認証の種類
ISO22000
(1)ISO22000発行の経緯
ISO22000:2005「食品安全マネジメントシステム―フードチェーンのあらゆる組織に対する要求事項」(以下、「本規格」という。)は、HACCPシステムの原則及びFAO/WHO合同食品規格委員会(コーデックス)が示したHACCP適用の7原則12手順を計画 (Plan)、実行(Do)、評価(Check)、改善(Act)のサイクルを通じて継続的改善を図るマネジメントシステムの形にしたISO規格である。ISO/TC34の作業グループ(WG8)において検討作業が行われ、2005年9月に発行された。 2005年11月には本規格活用の指針としてISO/TS22004「食品安全マネジメントシステム―ISO22000:2005適用の指針」が発行された。

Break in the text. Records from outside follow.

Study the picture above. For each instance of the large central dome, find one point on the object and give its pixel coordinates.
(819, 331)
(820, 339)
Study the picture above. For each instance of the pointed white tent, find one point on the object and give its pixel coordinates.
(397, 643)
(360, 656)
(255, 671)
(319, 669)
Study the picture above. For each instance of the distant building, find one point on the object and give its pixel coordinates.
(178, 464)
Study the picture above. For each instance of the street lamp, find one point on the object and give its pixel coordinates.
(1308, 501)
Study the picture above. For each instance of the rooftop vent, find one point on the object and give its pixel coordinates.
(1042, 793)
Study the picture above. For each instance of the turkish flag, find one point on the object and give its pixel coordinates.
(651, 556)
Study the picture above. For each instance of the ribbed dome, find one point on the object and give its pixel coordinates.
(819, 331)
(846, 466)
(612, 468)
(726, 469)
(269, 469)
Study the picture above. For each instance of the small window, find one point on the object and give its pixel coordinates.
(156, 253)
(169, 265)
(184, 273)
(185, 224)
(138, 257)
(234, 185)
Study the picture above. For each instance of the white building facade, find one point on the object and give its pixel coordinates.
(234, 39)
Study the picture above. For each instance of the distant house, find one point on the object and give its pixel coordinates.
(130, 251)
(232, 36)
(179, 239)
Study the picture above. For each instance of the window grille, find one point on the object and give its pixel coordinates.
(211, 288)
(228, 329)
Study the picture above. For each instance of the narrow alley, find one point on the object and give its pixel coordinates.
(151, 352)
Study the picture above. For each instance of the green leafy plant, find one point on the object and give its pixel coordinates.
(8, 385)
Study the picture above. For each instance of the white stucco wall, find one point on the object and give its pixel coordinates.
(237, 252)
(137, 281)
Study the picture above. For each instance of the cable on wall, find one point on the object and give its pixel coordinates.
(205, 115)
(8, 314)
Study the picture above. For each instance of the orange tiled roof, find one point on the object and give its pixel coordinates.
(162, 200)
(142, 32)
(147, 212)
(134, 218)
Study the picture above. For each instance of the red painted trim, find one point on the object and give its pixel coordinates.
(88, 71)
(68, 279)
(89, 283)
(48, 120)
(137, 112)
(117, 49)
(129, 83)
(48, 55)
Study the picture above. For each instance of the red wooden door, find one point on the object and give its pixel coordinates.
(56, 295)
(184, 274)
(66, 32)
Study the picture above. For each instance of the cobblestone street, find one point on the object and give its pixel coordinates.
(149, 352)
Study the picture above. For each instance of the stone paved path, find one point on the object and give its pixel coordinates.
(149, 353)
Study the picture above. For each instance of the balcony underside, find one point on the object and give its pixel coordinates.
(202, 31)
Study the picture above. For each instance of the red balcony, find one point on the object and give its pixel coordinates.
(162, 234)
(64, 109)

さらに、2007年2月には、本規格適用のための指針及び審査・認証制度に関する要求事項であるISO/TS22003:2007「食品安全マネジメントシステム-食品安全マネジメントシステムの審査及び認証を行う機関に対する要求事項」が発行された。 財団法人日本適合性認定協会(JAB)を認定機関とし、審査員の評価登録業務については、一般財団法人日本規格協会マネジメントシステム審査員評価登録センター(JRCA)で行われている。JABの資料によれば我が国で本規格の認証を受けている組織は2017年2月23日現在747件とされている。(2)本規格解釈のポイント
1)本規格とHACCP
HACCPとは「Hazard Analysis and Critical Control Point」の頭文字を取ったもので「ハセップ」、「ハサップ」、「ハシップ」あるいは「エイチ・エイ・シー・シー・ピー」等と発音されている。日本語では、危害分析・重要管理点方式、あるいは危害分析及び重要管理点方式などと言われている。HACCPとは、7つの原則を含む12の手順により、食品の安全のために重要であるハザードを明確にし、評価し、管理するシステムのことであり、具体的な内容は表1に示すとおりである。 本規格において「安全な製品の計画及び実現」としてHACCPの実施手順を具体的に示している第7章の構成は図1のとおりである。これを見るとHACCPの12手順が規格の中にすべて含まれていることがわかる。2)規格の構成
本規格の構成は表2に示すとおりである。この章立ては品質マネジメントシステムの要求事項を記述した規格であるISO9001と全く同じであり、特にマネジメントシステムの構築に必要とされる諸要素(品質方針・品質目標の策定、文書化手順、マネジメントレビューの実施等)を記述している第4章から第6章の内容はISO9001の文言をそのまま踏襲している。 以下、規格を理解し活用する上で特に重要ないくつかのポイントに的を絞って記述を進めることとする。3)法令・規制順守(規格第5章)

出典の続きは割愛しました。